When Bishop Baker visited Mother Elvira shortly before her death, he noted upon entering the house a mosaic on the floor that spells out the words “Dio Provvede” (God Provides).
‘Consumed with God’s Love’
Florida residents Sean and Elaine Corrigan, who met Mother Elvira in 2000, lived in her community for some time and served in its missions in Brazil.
The couple credits her for saving their marriage.
“She had an extraordinary impact on our lives and on our marriage,” Elaine Corrigan told the Register. “Mother Elvira was a person fully in love with her Savior. She knew, she accepted, and she believed completely in his merciful love, and her great desire was to share him with others.
“I wanted to run after her and soak up all that she had,” she continued. “When we met Mother Elvira, we knew we had encountered a woman completely consumed with the love of God. She knew in the core of her being that he could and would heal people. She shared this hope and mercy with everyone she met.”
Albino Aragno, who started with the Cenacolo more than 30 years ago and today is the director of Comunità Cenacolo America, said Mother Elvira taught him many valuable lessons.
“Mother Elvira always encouraged me.
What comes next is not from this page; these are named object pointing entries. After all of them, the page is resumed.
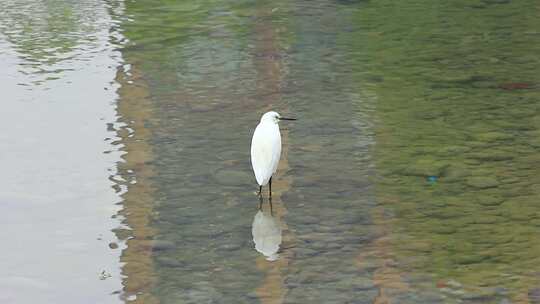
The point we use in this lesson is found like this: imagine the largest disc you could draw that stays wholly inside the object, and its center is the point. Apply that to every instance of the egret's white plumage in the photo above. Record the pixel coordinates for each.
(266, 148)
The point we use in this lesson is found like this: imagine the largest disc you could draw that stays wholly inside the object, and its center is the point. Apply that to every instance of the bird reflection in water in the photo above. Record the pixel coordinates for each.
(266, 231)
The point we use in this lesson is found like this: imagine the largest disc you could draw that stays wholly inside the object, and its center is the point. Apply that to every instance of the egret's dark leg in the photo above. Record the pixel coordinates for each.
(270, 186)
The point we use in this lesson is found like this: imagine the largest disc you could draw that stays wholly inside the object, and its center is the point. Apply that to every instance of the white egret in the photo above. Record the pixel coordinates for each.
(266, 148)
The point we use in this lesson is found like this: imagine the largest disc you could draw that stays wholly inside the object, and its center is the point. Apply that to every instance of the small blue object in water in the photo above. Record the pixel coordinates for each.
(432, 179)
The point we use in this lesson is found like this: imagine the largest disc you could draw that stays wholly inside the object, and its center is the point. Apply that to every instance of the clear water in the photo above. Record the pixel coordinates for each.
(410, 177)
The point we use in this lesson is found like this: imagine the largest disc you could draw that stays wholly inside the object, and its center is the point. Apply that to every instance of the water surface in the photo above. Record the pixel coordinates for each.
(410, 176)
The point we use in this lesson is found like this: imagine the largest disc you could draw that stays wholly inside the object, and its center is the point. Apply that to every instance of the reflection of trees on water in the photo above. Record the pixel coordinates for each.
(44, 33)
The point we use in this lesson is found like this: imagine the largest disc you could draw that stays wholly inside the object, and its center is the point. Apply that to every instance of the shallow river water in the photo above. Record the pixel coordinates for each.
(410, 176)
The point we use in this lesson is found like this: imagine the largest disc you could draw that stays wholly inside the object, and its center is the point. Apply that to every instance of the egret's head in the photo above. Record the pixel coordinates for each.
(274, 117)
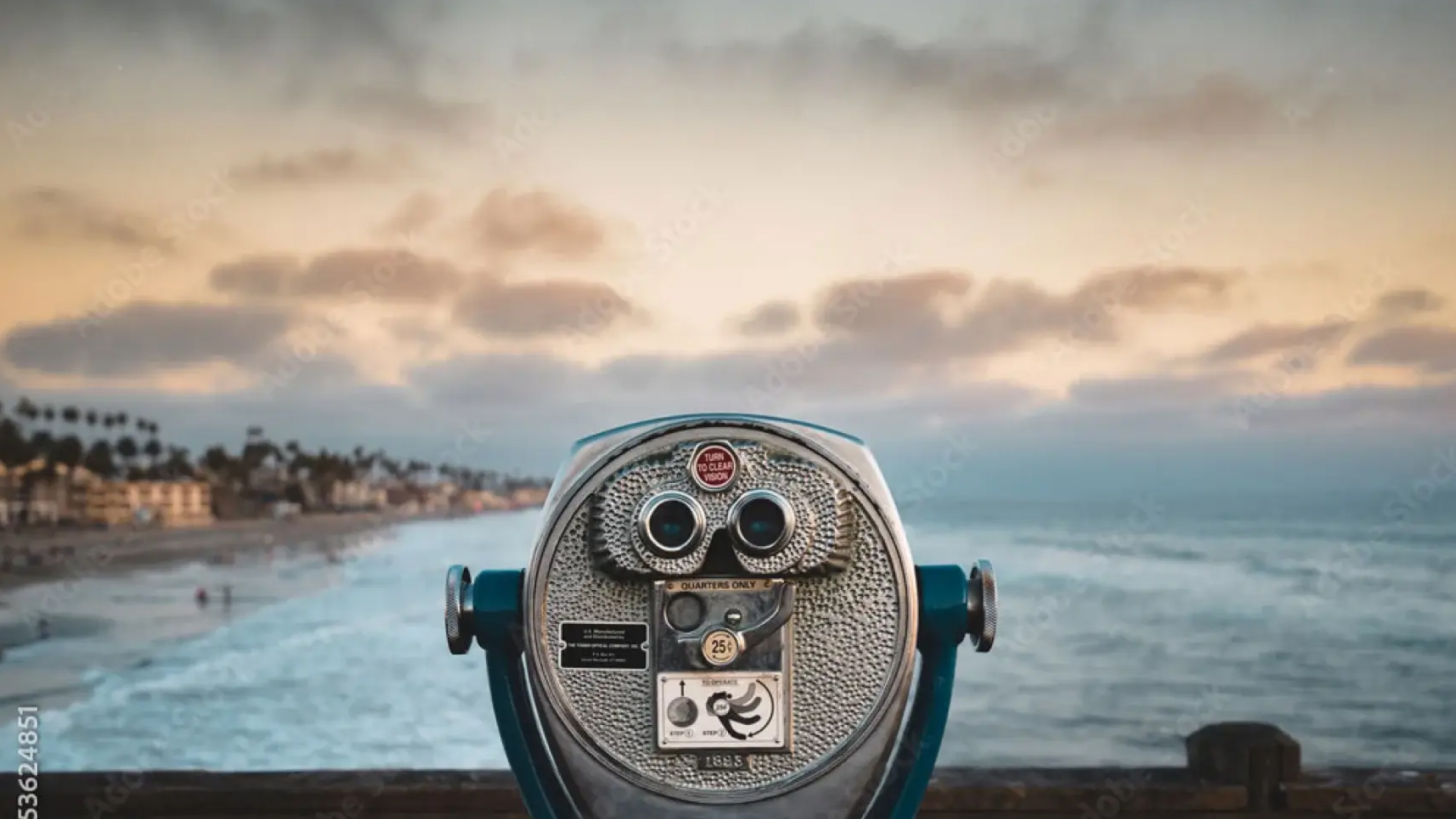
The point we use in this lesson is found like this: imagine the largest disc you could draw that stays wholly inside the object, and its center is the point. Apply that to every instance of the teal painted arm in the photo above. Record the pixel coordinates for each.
(497, 599)
(943, 627)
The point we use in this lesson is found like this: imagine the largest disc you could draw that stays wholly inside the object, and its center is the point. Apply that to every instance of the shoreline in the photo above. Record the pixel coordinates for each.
(83, 556)
(105, 553)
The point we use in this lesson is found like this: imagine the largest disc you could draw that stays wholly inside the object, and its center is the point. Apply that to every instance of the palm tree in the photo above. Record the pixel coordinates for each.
(127, 449)
(178, 464)
(153, 450)
(15, 450)
(99, 460)
(69, 450)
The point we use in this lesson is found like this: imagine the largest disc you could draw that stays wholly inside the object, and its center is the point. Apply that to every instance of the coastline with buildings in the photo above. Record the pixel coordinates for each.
(93, 494)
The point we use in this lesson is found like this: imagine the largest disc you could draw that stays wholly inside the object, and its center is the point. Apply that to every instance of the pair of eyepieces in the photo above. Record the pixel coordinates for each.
(673, 523)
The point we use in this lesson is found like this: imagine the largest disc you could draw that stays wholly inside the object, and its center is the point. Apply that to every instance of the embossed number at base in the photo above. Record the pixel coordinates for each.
(603, 646)
(730, 711)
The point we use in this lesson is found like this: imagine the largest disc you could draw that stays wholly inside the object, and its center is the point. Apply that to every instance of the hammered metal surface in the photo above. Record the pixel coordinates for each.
(820, 541)
(848, 627)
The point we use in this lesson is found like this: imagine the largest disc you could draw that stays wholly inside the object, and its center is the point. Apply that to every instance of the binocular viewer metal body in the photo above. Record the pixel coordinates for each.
(721, 617)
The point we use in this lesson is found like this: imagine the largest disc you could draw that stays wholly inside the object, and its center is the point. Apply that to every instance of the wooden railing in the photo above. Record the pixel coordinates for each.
(1235, 770)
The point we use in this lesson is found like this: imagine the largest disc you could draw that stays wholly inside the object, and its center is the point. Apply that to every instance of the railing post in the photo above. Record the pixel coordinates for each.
(1256, 755)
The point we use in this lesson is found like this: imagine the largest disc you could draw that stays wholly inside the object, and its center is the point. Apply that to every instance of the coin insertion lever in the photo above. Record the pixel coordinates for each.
(745, 637)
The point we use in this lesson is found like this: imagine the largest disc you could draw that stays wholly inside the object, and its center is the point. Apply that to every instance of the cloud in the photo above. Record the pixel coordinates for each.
(146, 337)
(66, 216)
(965, 76)
(258, 276)
(384, 275)
(319, 167)
(370, 57)
(388, 275)
(927, 316)
(1155, 391)
(541, 309)
(1215, 105)
(414, 215)
(1426, 349)
(1410, 302)
(1066, 79)
(1264, 340)
(410, 108)
(514, 222)
(774, 318)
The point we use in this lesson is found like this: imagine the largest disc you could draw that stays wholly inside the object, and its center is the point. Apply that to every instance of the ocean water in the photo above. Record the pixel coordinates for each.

She reminded me that life is precious and that life needs to be lived fully … to never be afraid to do God’s will, and always trust in him,” he said.
“Because of this, I can say that in all these years I can see that our community has kept on going even through so many difficulties, because good always prevails!”
Albino’s wife, Joyce, said Mother Elvira had a profound effect on her from the very beginning.
“Mother Elvira said, ‘Lord, let me know your will in the moment you want me to do it.’ This pierced my heart the first time I heard it and moved me to try to live every moment of my life in surrender and abandonment to his will, as Jesus reveals it at that moment,” she explained.
“It’s so radically opposed to control and trusting ‘in my own understanding,’ as the Psalmist says — my own intellect, perception, and analysis. Jesus calls me to live totally in the moment, not depending on myself.”
Pope Francis paid tribute to the Comunità Cenacolo on its 40th anniversary following his July 16 Angelus reflection.
“I send my heartfelt greeting to the Cenacolo Community, which has been a place of hospitality and human promotion for 40 years,” the pope said. “I bless Mother Elvira, the bishop of Saluzzo, and all the fraternity and friends. What you do is good, and it is good that you exist! Thank you!”
Bishop Baker said he observed during a recent Mass how “in periods of the Church there are great saints that get us through the eras in which we live.”
He pointed to St. Benedict in the fourth century, the Dominicans and Franciscans in the 13th century during the Albigensian heresy, and St. Ignatius and the Jesuits in the 16th century at the time of the Reformation.
“Mother Elvira,” he believes, is “on that list.”